For participants receiving vancomycin for S. aureus bacteraemia, use of (flu)cloxacillin and increased vancomycin area under the concentration-time curve were risk factors for acute kidney injury. These represent potentially modifiable risk factors for nephrotoxicity and highlight the importance of avoiding the use of concurrent nephrotoxins.
金黄色葡萄球菌菌血症的肾毒性的临床危险因素在很大程度上仍未确定,尽管其发生较为常见,且具有重要的临床意义。在一项比较耐甲氧西林金黄色葡萄球菌菌血症的标准治疗(万古霉素单药治疗)与联合治疗(添加抗葡萄球菌β-内酰胺类药物)的国际多中心前瞻性临床试验(CAMERA2)中,联合治疗组发生急性肾损伤的人数明显多于单药治疗组(23% vs 6%)。

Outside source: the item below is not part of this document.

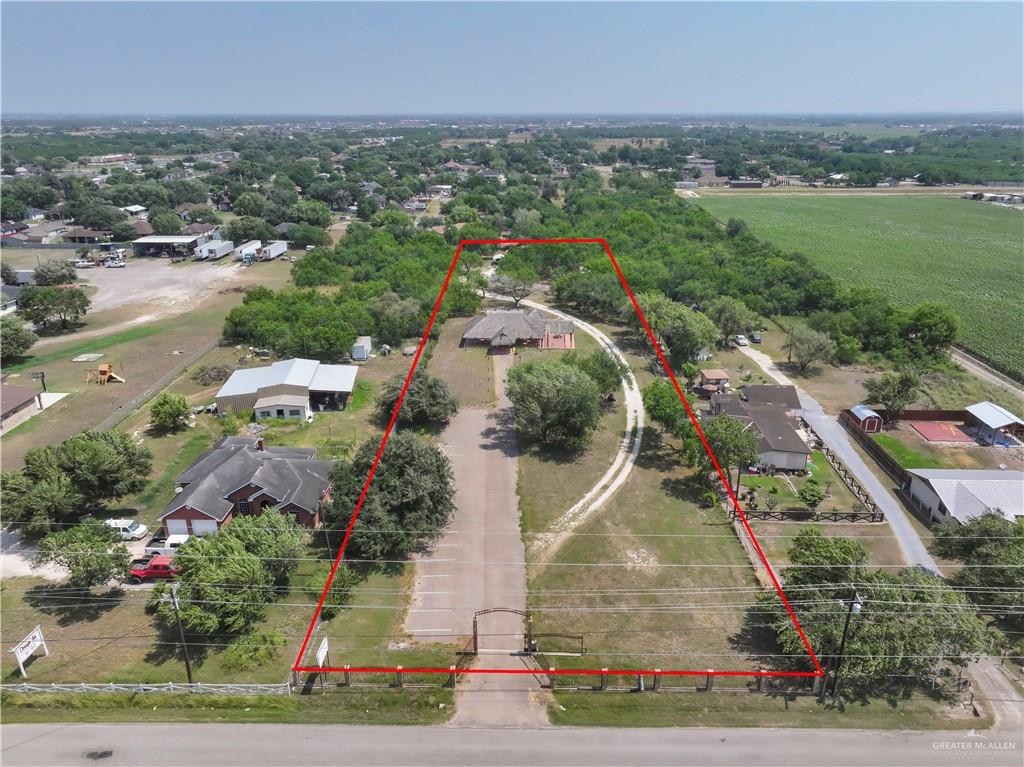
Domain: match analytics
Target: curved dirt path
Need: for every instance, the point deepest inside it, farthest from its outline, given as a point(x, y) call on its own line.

本事后分析旨在更深入地探讨 CAMERA2 试验中导致急性肾损伤的危险因素。
在 CAMERA2 试验的参与者中,通过单变量和多变量逻辑回归评估与急性肾损伤相关的人口统计学相关、感染相关和治疗相关的危险因素。根据改良的 KDIGO(肾脏疾病:改善全球预后)标准(不包括尿量)定义急性肾损伤。
在 266 名参与者中,年龄(p = 0.04)、随机分配至联合治疗组(p = 0.002)、万古霉素浓度-时间曲线下面积(p = 0.03)和接受(氟)氯唑西林作为联合β-内酰胺类药物(p < 0.001)与急性肾损伤显著相关。在多变量分析中,与使用头孢唑林或无β-内酰胺类药物相比,同时使用(氟)氯唑西林使急性肾损伤的风险增加了四倍以上。万古霉素浓度-时间曲线下面积与急性肾损伤的相关性在多变量模型中仍然存在。
对于接受万古霉素治疗的金黄色葡萄球菌菌血症患者,使用(氟)氯唑西林和增加万古霉素浓度-时间曲线下面积是急性肾损伤的危险因素。这些因素代表潜在可改变的肾毒性危险因素,并强调了避免同时使用肾毒性药物的重要性。